31.11. If on the conclusion of investigation, the materials/evidence having come on record show that death had occurred by use of firearm amounting to offence under IPC (Now BNS), disciplinary action against such officer must be promptly initiated and he be placed under suspension.
31.12. As regards compensation to be granted to the dependants of the victim who suffered death in a police encounter, the scheme provided under Section 357-A of the CRPC (Now Section 396 of the BNSS dealing with Victim Compensation Scheme) must be applied.

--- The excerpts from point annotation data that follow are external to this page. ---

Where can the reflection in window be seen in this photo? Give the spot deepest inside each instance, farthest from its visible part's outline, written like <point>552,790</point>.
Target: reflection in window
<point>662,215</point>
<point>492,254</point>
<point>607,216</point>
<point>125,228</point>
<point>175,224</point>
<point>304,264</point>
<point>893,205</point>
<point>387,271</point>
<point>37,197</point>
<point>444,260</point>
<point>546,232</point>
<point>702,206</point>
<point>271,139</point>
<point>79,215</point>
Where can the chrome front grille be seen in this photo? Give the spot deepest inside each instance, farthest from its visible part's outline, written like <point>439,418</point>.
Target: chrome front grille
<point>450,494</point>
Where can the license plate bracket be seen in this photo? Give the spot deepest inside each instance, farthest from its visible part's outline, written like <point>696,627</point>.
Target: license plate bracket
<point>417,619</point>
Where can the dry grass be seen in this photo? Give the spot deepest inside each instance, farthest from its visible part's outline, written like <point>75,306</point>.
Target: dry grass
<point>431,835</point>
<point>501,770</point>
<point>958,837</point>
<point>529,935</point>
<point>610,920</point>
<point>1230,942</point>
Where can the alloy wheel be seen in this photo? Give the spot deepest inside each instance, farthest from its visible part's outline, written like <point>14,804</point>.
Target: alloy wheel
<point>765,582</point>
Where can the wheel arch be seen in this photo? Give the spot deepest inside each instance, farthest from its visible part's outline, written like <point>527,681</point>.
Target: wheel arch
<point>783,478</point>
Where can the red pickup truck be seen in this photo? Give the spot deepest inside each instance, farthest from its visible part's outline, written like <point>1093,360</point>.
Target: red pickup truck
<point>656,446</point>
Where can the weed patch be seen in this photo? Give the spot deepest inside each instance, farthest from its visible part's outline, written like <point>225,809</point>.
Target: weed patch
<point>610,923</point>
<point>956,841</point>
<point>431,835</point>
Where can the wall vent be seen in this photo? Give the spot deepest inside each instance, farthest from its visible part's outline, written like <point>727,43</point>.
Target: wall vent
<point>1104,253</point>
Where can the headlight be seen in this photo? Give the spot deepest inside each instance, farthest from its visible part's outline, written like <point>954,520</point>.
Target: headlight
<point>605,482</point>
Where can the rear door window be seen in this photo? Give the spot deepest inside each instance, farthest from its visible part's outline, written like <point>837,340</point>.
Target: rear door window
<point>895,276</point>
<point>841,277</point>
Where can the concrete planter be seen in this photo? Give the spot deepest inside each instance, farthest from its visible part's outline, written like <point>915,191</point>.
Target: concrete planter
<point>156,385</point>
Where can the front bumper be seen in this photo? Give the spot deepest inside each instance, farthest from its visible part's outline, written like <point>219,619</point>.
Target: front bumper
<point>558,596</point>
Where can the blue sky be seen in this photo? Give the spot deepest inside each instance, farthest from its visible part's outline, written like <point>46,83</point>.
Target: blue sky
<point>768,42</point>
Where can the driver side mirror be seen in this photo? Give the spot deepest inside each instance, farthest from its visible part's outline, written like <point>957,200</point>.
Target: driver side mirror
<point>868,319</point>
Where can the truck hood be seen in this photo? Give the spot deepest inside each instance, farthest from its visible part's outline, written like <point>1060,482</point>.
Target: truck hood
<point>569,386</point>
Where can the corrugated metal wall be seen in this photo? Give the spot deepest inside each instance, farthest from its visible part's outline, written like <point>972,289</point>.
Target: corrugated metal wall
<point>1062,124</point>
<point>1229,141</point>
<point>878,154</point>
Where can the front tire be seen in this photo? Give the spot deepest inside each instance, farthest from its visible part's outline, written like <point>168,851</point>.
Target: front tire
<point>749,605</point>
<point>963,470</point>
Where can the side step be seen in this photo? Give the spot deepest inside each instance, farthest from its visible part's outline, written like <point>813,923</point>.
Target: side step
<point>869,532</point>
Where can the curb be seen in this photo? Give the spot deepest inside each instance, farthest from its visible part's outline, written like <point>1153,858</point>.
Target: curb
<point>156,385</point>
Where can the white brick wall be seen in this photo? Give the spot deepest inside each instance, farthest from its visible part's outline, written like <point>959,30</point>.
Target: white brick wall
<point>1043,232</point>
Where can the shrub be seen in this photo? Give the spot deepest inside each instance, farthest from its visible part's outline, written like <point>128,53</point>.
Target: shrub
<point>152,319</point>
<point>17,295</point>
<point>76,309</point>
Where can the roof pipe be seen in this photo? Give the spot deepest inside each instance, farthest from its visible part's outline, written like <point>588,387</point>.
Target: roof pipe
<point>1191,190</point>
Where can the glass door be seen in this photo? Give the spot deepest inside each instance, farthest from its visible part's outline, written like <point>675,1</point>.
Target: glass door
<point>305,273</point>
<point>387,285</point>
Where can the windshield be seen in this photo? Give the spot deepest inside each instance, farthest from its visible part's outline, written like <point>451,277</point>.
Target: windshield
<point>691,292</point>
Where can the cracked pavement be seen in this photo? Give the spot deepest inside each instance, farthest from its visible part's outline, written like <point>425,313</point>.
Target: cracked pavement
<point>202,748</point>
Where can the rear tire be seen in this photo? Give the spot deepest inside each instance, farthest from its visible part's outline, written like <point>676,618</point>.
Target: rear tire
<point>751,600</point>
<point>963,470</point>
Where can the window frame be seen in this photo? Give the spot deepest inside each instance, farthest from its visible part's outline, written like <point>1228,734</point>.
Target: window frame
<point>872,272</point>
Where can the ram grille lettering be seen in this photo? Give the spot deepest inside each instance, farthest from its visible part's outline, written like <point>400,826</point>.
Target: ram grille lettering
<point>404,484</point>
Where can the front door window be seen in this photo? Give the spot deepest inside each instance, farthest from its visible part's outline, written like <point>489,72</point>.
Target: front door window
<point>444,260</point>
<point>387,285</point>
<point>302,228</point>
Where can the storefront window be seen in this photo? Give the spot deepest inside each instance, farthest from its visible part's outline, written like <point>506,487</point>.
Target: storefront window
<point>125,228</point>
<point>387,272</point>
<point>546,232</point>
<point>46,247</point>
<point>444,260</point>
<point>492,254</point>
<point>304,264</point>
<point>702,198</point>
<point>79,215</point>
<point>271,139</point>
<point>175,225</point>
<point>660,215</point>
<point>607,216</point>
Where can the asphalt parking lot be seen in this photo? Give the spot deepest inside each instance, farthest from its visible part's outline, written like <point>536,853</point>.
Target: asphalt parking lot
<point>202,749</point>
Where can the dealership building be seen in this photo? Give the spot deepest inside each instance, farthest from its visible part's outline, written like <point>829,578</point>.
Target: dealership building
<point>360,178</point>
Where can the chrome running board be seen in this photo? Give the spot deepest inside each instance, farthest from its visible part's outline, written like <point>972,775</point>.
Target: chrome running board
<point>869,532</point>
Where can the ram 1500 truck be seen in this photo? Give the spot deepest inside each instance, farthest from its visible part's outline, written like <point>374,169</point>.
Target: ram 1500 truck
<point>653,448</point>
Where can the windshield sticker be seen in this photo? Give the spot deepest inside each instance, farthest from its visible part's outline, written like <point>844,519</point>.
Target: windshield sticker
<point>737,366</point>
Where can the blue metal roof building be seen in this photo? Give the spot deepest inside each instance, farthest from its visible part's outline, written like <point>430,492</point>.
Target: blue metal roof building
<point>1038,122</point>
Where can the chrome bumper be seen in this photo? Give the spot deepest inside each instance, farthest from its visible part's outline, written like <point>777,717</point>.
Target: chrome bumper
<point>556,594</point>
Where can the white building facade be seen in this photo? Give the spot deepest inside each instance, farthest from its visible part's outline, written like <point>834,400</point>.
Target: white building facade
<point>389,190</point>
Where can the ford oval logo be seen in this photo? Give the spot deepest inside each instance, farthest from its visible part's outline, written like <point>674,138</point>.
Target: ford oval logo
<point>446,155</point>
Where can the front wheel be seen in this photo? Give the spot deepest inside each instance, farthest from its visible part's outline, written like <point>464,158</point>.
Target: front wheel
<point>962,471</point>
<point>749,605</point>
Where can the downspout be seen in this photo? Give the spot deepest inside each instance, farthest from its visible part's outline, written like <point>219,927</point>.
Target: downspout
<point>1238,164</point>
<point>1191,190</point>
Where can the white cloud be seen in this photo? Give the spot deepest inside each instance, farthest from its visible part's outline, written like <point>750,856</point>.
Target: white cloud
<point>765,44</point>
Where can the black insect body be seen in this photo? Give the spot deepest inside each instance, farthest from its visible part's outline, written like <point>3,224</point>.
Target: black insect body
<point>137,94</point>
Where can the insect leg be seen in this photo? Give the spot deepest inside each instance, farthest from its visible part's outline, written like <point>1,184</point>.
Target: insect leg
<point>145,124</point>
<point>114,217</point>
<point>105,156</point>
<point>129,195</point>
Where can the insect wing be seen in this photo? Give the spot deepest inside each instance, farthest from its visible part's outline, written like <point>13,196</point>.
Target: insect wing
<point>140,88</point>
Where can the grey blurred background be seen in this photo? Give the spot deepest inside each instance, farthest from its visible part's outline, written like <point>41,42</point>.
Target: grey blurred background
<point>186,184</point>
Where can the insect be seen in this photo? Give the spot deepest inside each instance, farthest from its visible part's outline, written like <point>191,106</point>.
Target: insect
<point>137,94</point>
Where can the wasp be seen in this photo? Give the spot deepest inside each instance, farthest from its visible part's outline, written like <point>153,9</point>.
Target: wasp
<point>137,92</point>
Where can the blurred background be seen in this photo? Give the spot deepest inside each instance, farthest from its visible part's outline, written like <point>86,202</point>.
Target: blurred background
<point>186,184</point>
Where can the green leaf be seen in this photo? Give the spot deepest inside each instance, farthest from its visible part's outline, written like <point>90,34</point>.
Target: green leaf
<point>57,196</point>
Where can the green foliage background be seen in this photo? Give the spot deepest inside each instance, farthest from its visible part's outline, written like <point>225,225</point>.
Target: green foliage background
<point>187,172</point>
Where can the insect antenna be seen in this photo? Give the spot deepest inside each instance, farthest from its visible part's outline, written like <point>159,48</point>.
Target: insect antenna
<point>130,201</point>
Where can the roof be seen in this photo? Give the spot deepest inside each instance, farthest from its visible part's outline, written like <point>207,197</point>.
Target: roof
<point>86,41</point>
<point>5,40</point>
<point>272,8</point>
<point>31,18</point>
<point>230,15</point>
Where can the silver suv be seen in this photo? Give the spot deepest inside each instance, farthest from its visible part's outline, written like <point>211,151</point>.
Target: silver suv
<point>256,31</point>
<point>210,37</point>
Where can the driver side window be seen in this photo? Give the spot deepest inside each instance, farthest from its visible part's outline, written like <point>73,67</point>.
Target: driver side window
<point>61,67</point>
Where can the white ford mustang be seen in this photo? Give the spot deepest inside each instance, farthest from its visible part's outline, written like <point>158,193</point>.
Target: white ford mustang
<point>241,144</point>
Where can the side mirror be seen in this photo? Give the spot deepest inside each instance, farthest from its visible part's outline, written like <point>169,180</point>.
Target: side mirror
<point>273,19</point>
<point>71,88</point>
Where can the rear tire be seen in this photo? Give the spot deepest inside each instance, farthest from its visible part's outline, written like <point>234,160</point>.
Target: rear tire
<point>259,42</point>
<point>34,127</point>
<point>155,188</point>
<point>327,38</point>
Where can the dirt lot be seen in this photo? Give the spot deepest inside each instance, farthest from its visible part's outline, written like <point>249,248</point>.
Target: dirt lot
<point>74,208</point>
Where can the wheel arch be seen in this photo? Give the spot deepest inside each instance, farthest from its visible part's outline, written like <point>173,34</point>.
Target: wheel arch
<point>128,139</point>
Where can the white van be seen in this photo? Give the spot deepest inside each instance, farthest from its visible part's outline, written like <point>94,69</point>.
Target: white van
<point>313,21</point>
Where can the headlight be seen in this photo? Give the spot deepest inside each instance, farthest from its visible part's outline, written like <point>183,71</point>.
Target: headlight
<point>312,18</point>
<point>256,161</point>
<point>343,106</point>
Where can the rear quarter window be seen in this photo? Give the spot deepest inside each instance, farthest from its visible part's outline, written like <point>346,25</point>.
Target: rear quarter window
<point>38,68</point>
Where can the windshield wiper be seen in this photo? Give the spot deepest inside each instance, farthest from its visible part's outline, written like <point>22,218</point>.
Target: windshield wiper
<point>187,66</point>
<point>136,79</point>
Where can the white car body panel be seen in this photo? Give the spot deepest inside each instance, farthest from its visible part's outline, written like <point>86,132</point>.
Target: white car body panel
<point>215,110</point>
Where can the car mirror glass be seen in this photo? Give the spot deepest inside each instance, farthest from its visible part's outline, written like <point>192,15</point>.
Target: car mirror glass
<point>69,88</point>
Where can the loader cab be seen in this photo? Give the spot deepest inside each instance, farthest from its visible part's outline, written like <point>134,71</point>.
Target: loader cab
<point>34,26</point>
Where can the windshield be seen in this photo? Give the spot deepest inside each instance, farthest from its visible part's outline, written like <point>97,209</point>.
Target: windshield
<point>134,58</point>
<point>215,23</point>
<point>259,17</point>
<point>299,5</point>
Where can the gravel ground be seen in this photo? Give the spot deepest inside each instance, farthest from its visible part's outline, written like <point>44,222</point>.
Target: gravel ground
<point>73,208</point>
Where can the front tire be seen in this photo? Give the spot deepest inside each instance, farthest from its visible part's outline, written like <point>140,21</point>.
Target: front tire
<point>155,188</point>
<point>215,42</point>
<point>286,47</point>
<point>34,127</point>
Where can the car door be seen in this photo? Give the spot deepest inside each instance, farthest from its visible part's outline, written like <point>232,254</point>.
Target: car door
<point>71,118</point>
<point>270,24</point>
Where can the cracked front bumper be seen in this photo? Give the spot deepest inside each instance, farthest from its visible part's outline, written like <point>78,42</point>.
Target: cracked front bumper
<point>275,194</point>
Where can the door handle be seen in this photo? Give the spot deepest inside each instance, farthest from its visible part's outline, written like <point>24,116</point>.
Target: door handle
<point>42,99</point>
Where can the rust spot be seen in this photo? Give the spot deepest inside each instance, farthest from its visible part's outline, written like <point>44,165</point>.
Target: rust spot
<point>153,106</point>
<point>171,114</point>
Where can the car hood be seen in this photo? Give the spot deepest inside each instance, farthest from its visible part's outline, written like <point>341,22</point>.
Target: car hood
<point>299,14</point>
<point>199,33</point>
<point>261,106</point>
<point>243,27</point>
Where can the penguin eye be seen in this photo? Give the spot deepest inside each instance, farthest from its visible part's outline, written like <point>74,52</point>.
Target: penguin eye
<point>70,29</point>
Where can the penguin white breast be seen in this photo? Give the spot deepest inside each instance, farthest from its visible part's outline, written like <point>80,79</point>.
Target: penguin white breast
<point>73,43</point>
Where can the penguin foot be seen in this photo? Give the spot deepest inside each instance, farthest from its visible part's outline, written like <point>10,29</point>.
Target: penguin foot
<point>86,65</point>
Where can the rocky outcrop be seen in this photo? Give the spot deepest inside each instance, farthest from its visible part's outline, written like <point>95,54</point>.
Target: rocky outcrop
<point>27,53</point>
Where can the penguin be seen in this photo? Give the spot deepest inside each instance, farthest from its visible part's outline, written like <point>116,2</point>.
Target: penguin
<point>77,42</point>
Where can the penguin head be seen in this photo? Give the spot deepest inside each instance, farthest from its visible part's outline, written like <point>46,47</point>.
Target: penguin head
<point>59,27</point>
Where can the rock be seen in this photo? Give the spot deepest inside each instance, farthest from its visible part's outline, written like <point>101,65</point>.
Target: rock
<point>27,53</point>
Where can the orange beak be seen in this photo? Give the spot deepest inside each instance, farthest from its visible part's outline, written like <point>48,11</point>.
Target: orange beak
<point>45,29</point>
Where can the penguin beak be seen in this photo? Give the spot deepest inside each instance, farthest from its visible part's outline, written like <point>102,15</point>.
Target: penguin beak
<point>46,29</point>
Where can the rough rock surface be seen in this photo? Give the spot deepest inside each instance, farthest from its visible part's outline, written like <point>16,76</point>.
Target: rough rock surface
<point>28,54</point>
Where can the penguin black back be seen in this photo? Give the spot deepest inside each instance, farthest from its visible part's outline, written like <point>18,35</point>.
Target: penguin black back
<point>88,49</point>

31.13. The police officer(s) concerned must surrender his/her weapons for forensic and ballistic analysis, including any other material, as required by the investigating team, subject to the rights under Article 20 of the Constitution.
31.14. An intimation about the incident must also be sent to the police officer’s family and should the family need services of a lawyer/counselling, same must be offered.
31.15. No out-of-turn promotion or instant gallantry rewards shall be bestowed on the officers concerned soon after the occurrence. It must be ensured at all cost that such rewards are given/recommended only when the gallantry of the officers concerned is established beyond doubt.
31.16. If the family of the victim finds that the above procedure has not been followed or there exists a pattern of abuse or lack of independent investigation or impartiality by any of the functionaries as abovementioned, it may make a complaint to the Sessions Judge having territorial jurisdiction over the place of incident. Upon such complaint being made, the Sessions Judge concerned shall look into the merits of the complaint and address the grievances raised therein.
These guidelines were framed to strike a constitutional balance between the legitimate powers of the police and the fundamental right to life guaranteed under Article 21, and continue to operate as mandatory law unless modified by the Supreme Court itself.